What is the difference between a pre-approval and a pre-qualification?

For a pre-qualification, a broker or loan officer will collect information on you and acquire a credit report and then will provide you with a pre-qualification letter based on the provided information. This pre-qualification is not as lengthy or complete as a pre-approval. A pre-approval involves all the necessary steps for a loan to be approved, minus the appraisal and the title search. A thorough review of your documentation during this process puts you in a firmer position to negotiate with a seller because you are closer to being fully approved.

When should I refinance?

There are several situations where financing is beneficial. You may want to change your loan terms, such moving from an adjustable-rate loan to fixed-rate one. You may want to save money by reducing your loan term and making larger payments, or getting a lower interest rate. Refinancing also allows you to get rid of private mortgage insurance (PMI). You're also able to withdraw equity from your home through refinancing if you need cash for a large purchase, to pay off other debts, do some renovations, or to make an investment. Contact us today to find out if refinancing is right for you.

What is a rate lock?

A rate lock is a contractual agreement that binds the lender and the borrower. It pertains to four components: the loan program, interest rate, length of the lock, and points or credits.

What is the difference between a mortgage lender and mortgage broker?

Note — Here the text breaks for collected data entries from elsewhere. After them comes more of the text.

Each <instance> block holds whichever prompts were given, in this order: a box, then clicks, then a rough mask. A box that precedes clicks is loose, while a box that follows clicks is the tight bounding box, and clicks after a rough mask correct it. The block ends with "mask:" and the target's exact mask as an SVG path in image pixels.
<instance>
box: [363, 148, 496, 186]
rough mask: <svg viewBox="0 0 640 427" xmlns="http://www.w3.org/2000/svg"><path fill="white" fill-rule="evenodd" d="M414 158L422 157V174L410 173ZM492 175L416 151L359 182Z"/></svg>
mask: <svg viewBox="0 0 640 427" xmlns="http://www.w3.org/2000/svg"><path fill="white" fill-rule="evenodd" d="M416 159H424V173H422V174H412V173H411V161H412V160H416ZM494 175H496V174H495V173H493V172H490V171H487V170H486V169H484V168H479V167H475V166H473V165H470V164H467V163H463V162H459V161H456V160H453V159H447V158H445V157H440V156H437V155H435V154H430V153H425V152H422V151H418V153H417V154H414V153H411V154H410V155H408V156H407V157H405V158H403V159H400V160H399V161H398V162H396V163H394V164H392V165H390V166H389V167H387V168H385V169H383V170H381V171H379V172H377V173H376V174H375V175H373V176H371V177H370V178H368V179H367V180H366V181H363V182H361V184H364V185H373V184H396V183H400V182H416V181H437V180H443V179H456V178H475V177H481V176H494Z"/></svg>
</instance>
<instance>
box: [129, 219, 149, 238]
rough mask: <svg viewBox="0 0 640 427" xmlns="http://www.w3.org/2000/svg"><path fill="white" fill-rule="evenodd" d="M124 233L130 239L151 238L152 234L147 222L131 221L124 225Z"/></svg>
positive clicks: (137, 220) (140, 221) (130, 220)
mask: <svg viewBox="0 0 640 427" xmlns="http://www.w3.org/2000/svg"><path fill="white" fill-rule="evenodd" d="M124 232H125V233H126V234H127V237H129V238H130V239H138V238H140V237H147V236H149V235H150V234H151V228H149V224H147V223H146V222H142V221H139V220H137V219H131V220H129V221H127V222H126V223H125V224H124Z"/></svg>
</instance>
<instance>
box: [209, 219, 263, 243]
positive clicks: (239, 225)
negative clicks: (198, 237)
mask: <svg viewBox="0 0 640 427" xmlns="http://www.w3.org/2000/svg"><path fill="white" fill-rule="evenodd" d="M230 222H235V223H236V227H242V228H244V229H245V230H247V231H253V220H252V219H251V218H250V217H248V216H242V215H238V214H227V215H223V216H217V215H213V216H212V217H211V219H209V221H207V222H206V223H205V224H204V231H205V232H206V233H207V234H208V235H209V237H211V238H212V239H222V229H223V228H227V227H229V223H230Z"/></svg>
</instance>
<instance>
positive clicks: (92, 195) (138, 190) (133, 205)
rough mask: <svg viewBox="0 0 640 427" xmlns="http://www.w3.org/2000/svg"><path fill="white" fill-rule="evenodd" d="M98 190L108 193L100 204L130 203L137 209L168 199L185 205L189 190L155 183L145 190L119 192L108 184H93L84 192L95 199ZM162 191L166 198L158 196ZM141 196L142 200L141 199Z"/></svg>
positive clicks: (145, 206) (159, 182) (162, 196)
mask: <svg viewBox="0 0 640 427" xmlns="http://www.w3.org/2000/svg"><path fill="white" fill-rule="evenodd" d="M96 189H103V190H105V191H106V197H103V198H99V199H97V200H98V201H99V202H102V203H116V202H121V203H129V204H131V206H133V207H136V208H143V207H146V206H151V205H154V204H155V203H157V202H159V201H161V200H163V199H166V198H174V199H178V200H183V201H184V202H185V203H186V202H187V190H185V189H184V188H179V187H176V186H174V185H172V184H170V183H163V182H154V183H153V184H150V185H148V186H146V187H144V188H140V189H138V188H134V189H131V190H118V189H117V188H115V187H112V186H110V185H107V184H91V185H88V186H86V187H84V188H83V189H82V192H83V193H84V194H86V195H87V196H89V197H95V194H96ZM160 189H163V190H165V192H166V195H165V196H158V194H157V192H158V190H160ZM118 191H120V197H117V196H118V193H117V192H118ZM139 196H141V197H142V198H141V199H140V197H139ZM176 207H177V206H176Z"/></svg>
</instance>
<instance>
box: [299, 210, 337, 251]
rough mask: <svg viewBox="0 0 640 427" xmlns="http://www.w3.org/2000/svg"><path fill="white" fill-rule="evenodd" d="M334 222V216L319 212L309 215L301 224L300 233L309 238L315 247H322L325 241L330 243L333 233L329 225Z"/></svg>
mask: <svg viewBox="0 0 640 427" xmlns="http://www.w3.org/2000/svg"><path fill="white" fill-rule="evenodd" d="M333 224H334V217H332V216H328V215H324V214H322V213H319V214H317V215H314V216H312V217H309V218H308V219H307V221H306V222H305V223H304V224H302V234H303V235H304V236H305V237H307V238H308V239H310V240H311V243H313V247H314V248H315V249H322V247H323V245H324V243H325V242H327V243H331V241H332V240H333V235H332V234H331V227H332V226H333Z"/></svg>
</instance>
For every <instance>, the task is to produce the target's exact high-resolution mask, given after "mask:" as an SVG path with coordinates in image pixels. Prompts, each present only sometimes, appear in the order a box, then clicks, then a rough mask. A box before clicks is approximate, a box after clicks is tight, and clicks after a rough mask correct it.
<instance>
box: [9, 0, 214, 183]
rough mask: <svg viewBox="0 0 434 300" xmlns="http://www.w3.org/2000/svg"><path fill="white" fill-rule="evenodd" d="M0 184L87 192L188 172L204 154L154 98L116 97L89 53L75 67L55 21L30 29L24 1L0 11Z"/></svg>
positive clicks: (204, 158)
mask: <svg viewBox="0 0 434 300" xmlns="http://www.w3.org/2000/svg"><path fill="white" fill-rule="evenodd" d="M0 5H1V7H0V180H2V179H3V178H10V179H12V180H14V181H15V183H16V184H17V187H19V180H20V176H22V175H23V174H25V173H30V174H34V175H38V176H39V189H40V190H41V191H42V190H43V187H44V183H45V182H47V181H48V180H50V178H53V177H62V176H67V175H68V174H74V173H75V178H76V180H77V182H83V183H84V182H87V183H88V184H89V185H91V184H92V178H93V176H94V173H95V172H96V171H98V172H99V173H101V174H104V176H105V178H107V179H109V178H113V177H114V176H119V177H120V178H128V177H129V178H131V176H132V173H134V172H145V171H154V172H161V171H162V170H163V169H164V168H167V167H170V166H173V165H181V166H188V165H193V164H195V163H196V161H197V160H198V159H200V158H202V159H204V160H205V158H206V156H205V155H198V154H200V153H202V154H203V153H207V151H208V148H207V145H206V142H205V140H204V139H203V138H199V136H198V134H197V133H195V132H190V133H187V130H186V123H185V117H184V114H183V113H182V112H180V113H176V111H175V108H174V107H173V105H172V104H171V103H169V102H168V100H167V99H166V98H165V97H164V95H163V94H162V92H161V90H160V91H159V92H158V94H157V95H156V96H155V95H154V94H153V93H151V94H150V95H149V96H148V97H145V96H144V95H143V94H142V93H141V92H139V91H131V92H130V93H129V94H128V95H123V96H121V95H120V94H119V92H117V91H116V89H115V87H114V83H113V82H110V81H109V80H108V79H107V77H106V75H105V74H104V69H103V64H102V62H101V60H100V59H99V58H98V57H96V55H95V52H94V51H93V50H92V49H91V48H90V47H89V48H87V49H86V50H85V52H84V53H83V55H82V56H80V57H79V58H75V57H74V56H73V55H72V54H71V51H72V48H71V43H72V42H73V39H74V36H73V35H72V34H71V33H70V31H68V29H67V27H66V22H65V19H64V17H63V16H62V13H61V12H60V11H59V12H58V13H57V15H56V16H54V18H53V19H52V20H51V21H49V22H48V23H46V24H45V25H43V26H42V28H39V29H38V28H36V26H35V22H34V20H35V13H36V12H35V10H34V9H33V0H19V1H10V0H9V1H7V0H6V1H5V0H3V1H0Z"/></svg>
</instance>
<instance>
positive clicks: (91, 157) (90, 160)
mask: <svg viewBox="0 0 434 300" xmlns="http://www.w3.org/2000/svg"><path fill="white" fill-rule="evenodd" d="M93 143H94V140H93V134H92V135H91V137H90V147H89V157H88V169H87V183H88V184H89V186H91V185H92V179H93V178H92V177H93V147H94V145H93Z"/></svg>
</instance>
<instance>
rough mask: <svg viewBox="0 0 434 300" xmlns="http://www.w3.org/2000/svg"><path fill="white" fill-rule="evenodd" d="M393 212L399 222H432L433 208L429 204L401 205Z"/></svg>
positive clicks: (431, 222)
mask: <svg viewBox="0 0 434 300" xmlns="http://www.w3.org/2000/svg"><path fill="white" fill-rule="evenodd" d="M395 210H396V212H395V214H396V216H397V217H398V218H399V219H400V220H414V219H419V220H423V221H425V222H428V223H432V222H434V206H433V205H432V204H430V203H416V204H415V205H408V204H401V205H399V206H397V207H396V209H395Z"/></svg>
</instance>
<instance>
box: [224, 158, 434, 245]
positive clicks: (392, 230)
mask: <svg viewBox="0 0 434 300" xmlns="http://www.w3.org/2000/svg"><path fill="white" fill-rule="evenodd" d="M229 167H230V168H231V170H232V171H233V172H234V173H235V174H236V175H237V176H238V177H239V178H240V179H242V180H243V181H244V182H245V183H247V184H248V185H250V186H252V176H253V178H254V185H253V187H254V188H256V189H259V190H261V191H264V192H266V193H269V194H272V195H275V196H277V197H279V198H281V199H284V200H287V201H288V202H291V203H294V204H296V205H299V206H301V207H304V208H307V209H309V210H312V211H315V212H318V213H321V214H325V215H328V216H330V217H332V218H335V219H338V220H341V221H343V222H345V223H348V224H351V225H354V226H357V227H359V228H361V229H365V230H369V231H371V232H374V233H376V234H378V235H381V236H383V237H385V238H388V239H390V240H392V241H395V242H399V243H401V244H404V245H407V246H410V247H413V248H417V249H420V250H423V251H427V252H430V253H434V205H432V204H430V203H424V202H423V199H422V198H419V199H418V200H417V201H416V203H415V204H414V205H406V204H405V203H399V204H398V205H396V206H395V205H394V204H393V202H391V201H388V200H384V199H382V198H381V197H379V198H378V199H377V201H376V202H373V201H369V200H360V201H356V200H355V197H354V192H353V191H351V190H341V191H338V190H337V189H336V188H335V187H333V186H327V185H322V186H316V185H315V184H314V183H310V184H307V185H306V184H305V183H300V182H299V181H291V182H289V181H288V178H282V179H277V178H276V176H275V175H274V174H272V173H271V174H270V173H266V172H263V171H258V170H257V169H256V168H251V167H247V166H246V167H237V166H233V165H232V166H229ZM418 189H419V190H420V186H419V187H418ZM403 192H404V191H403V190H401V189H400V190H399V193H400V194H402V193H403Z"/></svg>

A San Diego mortgage broker will go over loan options with you and takes your application to processes the loan. He puts together the necessary information for the loan such as employment and assets verification, your credit report, appraisal, and more. Once this is complete, the San Diego mortgage lender comes into the picture to “underwrite” (determine if the borrower is qualified for the loan or not), and then fund the loan.

What is a full documentation loan?

A full documentation loan is where your assets and income are verified and disclosed. This information is used to determine your ability to repay your loan. Your deposits are verified by the bank and your banking records and your employment and income are verified by your employer. This is the most common kind of loan for a mortgage.

What are the other kinds of loans?

Stated income/verified assets: Your income is disclosed and the income source is verified. However, there is no verification of the actual amount. Aside from verifying the assets, it is also important for you to meet an adequacy standard. Stated income/stated assets: Your assets and income are disclosed but they are not verified. The source of income is verified though. No ratio: Your income is verified and disclosed. However, it is not used to qualify you. No income: Your assets should meet an adequacy standard and they should be verified and disclosed. Your income remains undisclosed though. No asset verification or Stated Assets: Your income is verified and disclosed and used as a qualification for your loan. Your assets are disclosed but do not need to be verified.

No asset: Your income is verified and disclosed. It is also used as your qualification. Your assets, however, are left undisclosed. No assets/no income: Neither your income or assets are disclosed.